当前位置：网站首页>Hierarchical clustering and case analysis

Hierarchical clustering and case analysis

2022-06-27 15:59:00 【Changsha has fat fish】

Hierarchical clustering
Hierarchical clustering (Hierarchical Clustering) It is a kind of clustering algorithm , A hierarchical nested clustering tree is created by calculating the similarity between different data points . In the cluster tree , Different categories of raw data points are the lowest level of the tree , The top layer of the tree is the root node of a cluster . There are two methods to create a cluster tree: bottom-up merging and top-down splitting .
As a human resources manager of a company , You can organize all employees into larger clusters , Such as supervisor 、 Managers and staff ; Then you can further divide it into smaller clusters , for example , Employee clusters can be further divided into sub clusters ： officer , General staff and interns . All these clusters form a hierarchy , It is easy to summarize or characterize data at all levels .

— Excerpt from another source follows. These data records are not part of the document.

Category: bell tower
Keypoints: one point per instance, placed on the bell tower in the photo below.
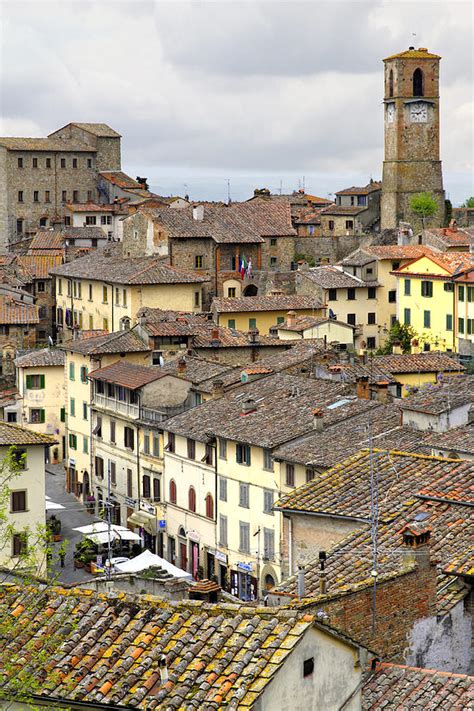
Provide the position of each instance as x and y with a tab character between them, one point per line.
411	127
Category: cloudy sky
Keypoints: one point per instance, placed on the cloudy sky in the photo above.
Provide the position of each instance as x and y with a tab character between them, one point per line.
261	93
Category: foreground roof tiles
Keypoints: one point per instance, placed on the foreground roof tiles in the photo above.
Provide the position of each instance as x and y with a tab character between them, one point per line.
393	686
105	649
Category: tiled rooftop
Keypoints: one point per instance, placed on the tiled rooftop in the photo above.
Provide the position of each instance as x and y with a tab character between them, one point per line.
278	302
40	358
106	649
393	686
119	270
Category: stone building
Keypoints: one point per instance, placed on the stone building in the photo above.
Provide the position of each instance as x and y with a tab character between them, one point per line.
412	162
38	176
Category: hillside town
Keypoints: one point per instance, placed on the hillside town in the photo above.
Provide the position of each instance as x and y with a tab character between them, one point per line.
237	437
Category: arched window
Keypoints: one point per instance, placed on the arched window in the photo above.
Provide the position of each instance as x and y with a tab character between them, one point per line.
172	491
209	506
418	82
191	499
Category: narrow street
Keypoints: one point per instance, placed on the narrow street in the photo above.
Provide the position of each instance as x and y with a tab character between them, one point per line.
73	515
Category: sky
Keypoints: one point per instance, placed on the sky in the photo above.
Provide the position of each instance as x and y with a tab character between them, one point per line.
217	98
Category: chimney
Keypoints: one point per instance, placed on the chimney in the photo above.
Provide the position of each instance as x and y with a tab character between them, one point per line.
181	367
416	544
397	348
198	212
291	318
217	388
300	581
318	419
363	390
248	405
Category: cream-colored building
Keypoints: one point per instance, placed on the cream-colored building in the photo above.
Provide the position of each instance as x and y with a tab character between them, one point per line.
25	513
83	355
105	291
41	388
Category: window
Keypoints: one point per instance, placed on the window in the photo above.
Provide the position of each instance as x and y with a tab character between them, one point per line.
268	501
19	544
223	530
35	382
191	449
146	486
99	467
268	544
427	288
267	460
222	448
209	506
243	495
17	501
172	491
129	437
308	666
222	489
242	454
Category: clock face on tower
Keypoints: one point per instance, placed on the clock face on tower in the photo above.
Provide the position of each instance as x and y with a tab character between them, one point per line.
419	112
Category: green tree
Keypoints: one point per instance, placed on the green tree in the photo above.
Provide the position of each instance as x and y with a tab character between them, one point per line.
424	205
399	333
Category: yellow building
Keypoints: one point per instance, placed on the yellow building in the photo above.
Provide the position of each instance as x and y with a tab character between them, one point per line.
41	386
25	514
263	312
427	299
103	291
83	355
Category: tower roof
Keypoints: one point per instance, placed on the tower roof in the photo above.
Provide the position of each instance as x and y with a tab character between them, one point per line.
412	53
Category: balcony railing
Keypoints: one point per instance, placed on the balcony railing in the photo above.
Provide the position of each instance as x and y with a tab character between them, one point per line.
111	403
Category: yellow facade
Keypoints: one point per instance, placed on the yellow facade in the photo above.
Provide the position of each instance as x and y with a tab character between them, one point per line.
103	305
44	402
263	320
426	301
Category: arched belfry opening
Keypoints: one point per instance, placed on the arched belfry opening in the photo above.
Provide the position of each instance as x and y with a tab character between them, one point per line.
418	82
390	83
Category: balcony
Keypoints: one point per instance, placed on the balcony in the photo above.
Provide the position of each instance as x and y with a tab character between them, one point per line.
119	406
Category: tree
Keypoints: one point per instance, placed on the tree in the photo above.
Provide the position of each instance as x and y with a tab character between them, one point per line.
424	205
399	333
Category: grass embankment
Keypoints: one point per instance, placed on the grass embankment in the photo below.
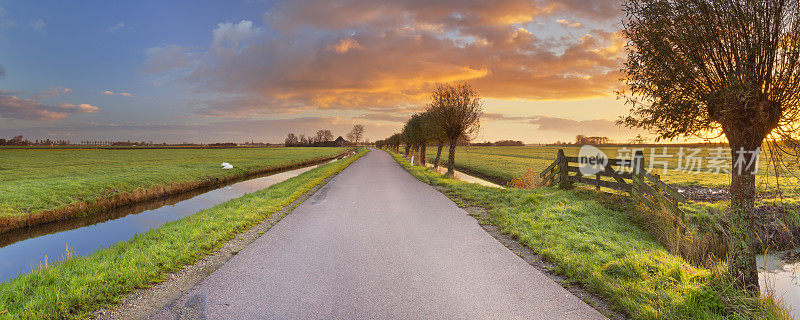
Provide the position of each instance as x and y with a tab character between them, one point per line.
506	163
705	238
605	252
78	285
45	185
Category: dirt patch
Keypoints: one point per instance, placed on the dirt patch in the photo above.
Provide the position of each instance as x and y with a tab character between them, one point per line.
704	194
143	303
546	267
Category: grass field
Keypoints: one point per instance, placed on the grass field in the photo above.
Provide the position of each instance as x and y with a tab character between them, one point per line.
506	163
75	287
604	251
49	184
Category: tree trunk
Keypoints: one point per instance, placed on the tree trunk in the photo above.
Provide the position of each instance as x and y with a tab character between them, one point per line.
438	154
423	153
451	158
741	243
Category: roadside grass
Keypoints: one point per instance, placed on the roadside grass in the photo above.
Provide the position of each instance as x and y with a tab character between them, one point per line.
42	185
604	251
77	286
506	163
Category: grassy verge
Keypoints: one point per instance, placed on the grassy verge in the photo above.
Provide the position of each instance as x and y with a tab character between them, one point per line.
78	285
506	163
604	251
45	185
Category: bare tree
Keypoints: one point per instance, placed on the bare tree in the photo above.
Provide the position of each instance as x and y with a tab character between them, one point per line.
731	67
457	111
291	140
356	133
323	136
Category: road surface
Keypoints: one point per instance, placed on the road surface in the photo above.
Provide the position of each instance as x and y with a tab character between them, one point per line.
376	243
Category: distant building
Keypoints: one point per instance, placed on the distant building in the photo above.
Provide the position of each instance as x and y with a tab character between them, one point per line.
341	142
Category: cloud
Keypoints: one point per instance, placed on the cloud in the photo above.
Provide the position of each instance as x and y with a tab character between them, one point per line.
4	21
116	27
165	58
111	93
54	91
239	130
344	45
13	107
567	23
229	38
590	127
38	25
384	117
354	54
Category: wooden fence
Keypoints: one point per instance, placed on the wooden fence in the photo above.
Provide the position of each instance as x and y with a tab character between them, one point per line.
629	176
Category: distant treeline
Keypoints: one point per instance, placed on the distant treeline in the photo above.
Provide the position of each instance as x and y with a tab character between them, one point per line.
22	141
324	138
501	143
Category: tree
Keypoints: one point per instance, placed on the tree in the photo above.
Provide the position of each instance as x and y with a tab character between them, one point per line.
699	67
323	136
291	140
416	133
356	133
457	111
436	133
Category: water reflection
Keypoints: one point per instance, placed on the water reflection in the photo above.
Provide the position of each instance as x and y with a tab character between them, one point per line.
23	250
779	272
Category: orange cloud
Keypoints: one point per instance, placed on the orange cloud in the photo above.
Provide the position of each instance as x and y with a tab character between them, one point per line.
358	54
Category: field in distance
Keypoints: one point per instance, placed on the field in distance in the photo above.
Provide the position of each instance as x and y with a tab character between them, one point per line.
35	180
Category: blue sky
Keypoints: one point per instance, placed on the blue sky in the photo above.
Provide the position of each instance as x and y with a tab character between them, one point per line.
254	70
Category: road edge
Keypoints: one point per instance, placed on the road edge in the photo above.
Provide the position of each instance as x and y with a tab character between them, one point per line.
143	303
484	219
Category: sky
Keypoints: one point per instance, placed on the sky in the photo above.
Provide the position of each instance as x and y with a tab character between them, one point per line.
218	71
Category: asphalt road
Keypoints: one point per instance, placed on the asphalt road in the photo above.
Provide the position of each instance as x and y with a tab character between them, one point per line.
376	243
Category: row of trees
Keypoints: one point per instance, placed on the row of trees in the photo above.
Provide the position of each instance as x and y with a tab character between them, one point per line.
453	115
700	68
324	138
320	137
21	141
582	139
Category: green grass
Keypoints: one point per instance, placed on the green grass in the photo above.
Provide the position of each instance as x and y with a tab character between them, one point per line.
507	163
75	287
35	180
605	251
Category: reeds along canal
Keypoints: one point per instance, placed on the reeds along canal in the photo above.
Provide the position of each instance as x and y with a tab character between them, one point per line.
25	249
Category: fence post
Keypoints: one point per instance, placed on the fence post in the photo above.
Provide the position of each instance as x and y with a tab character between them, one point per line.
638	160
597	177
563	183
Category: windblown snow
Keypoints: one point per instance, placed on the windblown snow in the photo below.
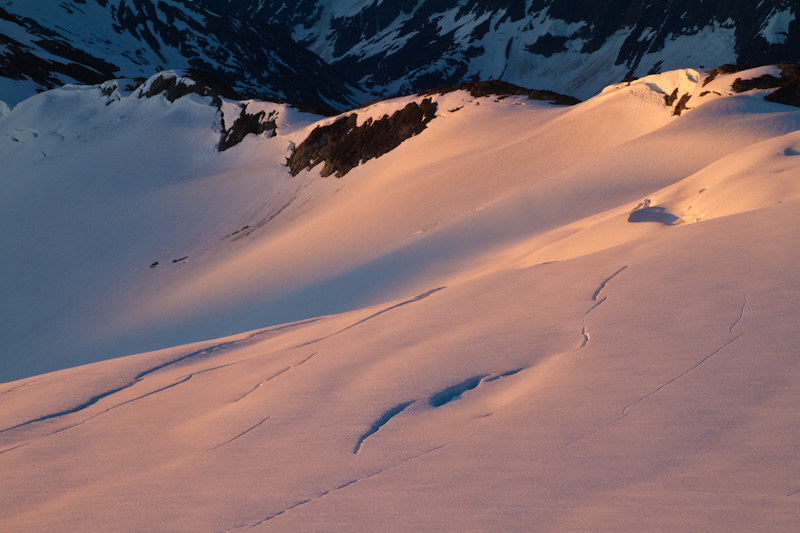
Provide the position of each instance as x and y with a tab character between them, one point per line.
526	317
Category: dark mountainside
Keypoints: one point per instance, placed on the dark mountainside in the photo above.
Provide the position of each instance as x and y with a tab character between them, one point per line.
406	46
71	43
334	57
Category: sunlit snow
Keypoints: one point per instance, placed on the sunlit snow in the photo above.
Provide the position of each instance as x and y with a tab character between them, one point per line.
471	332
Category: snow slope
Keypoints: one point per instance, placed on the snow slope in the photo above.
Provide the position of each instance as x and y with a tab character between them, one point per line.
471	332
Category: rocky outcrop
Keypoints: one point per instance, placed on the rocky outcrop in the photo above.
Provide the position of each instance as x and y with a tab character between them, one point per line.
681	105
787	85
142	37
174	86
343	145
724	69
789	91
502	88
246	124
573	46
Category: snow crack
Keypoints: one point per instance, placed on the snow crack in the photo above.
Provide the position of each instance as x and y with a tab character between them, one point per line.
625	411
395	306
382	421
605	282
342	486
184	380
741	311
679	376
283	371
243	433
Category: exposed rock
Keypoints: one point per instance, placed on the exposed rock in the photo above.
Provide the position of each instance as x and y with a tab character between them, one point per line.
343	145
787	86
767	81
502	88
196	82
246	124
681	105
789	92
653	214
724	69
670	98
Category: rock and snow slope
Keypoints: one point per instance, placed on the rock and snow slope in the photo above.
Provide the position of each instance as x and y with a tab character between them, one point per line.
483	336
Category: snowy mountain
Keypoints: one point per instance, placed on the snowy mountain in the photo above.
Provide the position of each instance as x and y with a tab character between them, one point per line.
334	53
507	313
45	44
574	47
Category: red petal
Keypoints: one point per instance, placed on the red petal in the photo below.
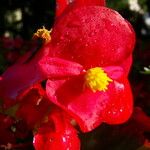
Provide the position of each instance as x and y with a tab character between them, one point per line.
87	107
61	5
93	36
59	68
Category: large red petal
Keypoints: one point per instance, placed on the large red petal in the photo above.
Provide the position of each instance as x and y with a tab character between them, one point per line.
93	36
88	107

How to divide is appropriate ？
Intuitive to see , The data shown in the above figure is divided into 2 Clusters or 4 Each cluster is reasonable , even to the extent that , If the inside of each circle above contains a data set formed by a large amount of data , Then it may be divided into 16 Clusters are what you need .
On how many clusters a data set should be clustered into , It is usually a discussion about the scale at which we focus on this data set . One of the advantages of hierarchical clustering algorithm over partitioned clustering algorithm is that it can work on different scales （ level ） Show the clustering of the data set .
Hierarchical clustering algorithm （Hierarchical Clustering） It can be condensed （Agglomerative） Or split （Divisive）, Depending on the level of division is “ Bottom up ” still “ The top-down ”.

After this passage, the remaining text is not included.